Physical characteristics
- • location: Dzhugdzhur
- • coordinates: 59°44′50″N 139°38′02″E﻿ / ﻿59.7472°N 139.6339°E
- Mouth: Aldan
- • coordinates: 60°24′22″N 134°33′06″E﻿ / ﻿60.4062°N 134.5518°E
- Length: 1,087 km (675 mi)
- Basin size: 171,000 km^{2} (66,000 sq mi)
- • average: 1,180 m^{3}/s (42,000 cu ft/s)

Basin features
- Progression: Aldan→ Lena→ Laptev Sea

= Maya (Aldan) =

The Maya (Мая; Маайа, Maaya) is a river in Khabarovsk Krai and Sakha, Russia. It is a right tributary of the Aldan of the Lena basin. The length of the river is 1053 km. The area of its basin 171000 km2.

The Maya was part of the river route from Yakutsk to the Okhotsk Coast. From the Mati either the Lama Portage or the Alanchak Portage led to the Ulya and the coast. Near the southernmost point was the settlement of Nelkan from which a track led over the mountains to Ayan. From Ust-Maya there was a horse-track to Yakutsk. Eastbound boats that reached Ust-Maya from the Lena were replaced by smaller boats to continue up the Maya.

==Course==
Its course is approximately V-shaped. The upper Maya runs about 125 mi southwest parallel to the coast between the Dzhugdzhur mountains and the Yudoma Plateau. About 50 mi from its source the 167 km long Mati river joins its right bank from the south. The Maya flows west for perhaps 40 mi and receives the Maimakan River from the southwest. From here the river flows basically north about 200 mi, receives the Yudoma from the east and joins the Aldan at Ust-Maya.
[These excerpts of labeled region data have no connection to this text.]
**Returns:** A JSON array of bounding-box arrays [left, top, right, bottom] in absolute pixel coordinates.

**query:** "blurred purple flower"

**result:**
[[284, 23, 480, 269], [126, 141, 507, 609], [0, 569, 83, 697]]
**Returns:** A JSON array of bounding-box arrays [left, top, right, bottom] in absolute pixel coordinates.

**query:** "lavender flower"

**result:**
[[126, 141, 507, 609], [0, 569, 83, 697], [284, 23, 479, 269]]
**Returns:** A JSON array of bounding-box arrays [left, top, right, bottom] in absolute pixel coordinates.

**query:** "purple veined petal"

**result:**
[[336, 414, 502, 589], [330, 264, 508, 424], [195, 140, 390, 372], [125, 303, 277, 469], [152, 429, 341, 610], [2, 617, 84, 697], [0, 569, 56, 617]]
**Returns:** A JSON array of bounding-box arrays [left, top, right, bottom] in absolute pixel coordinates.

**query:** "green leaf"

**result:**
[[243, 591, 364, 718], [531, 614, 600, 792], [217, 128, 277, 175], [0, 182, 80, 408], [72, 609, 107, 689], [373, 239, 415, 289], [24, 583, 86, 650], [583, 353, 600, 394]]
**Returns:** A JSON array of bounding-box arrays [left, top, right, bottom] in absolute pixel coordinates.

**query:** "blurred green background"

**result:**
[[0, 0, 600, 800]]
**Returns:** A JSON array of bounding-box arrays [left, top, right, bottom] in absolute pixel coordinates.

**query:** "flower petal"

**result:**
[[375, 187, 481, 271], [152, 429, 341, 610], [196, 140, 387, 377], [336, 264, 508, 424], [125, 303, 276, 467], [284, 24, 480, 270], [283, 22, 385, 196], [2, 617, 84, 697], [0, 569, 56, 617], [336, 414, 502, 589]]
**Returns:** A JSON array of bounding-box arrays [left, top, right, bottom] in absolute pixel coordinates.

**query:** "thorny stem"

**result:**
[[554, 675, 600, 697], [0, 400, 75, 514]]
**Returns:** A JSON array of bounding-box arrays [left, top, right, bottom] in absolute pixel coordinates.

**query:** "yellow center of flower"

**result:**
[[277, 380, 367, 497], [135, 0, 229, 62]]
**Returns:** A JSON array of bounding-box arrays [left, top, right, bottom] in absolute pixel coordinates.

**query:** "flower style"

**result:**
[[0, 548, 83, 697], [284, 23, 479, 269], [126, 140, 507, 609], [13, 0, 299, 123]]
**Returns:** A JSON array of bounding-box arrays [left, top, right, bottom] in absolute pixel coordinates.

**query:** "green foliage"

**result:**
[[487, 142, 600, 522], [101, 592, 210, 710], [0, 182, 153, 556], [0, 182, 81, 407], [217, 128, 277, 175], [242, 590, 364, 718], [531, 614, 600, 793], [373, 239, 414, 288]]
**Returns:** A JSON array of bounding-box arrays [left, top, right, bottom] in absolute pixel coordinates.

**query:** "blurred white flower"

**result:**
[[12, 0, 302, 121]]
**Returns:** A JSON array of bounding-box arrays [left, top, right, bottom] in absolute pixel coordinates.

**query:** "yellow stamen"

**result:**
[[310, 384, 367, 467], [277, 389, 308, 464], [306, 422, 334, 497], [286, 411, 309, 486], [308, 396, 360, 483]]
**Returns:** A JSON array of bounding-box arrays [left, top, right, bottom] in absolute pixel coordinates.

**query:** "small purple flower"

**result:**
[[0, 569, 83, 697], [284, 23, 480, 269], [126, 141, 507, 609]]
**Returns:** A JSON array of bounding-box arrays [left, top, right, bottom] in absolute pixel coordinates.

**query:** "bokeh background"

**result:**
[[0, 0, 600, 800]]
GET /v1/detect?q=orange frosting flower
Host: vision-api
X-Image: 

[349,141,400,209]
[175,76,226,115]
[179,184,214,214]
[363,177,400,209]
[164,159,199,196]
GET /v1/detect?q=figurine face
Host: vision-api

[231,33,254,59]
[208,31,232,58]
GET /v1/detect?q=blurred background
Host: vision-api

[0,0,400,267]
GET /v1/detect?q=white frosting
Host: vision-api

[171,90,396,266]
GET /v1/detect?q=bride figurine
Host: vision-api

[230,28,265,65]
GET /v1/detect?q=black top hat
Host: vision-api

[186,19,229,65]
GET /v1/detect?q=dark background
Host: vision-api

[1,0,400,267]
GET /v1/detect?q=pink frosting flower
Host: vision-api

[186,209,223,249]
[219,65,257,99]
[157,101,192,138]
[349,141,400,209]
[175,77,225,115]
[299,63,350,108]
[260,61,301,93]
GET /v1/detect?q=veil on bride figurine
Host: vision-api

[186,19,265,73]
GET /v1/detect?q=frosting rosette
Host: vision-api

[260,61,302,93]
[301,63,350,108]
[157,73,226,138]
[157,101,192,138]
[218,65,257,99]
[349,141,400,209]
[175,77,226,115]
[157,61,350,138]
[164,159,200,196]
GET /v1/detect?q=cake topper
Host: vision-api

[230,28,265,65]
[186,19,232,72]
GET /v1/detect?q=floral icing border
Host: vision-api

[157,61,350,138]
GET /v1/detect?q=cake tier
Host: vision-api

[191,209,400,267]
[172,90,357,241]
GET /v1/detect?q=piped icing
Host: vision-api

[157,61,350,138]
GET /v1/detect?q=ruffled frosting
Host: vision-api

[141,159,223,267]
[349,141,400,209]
The Maya freezes up in late October and stays under the ice until May. The river is navigable up to 500 km upstream from its mouth. The Yudoma-Maya Highlands are located in the basin of the Maya.

===Tributaries===
The 765 km long Yudoma from the right is one of the biggest tributaries of the Maya. Other important tributaries are the 421 km long Maymakan, the 246 km long Batomga and the 233 km long Severny Uy from the left, as well as the 171 km long Ingili from the right.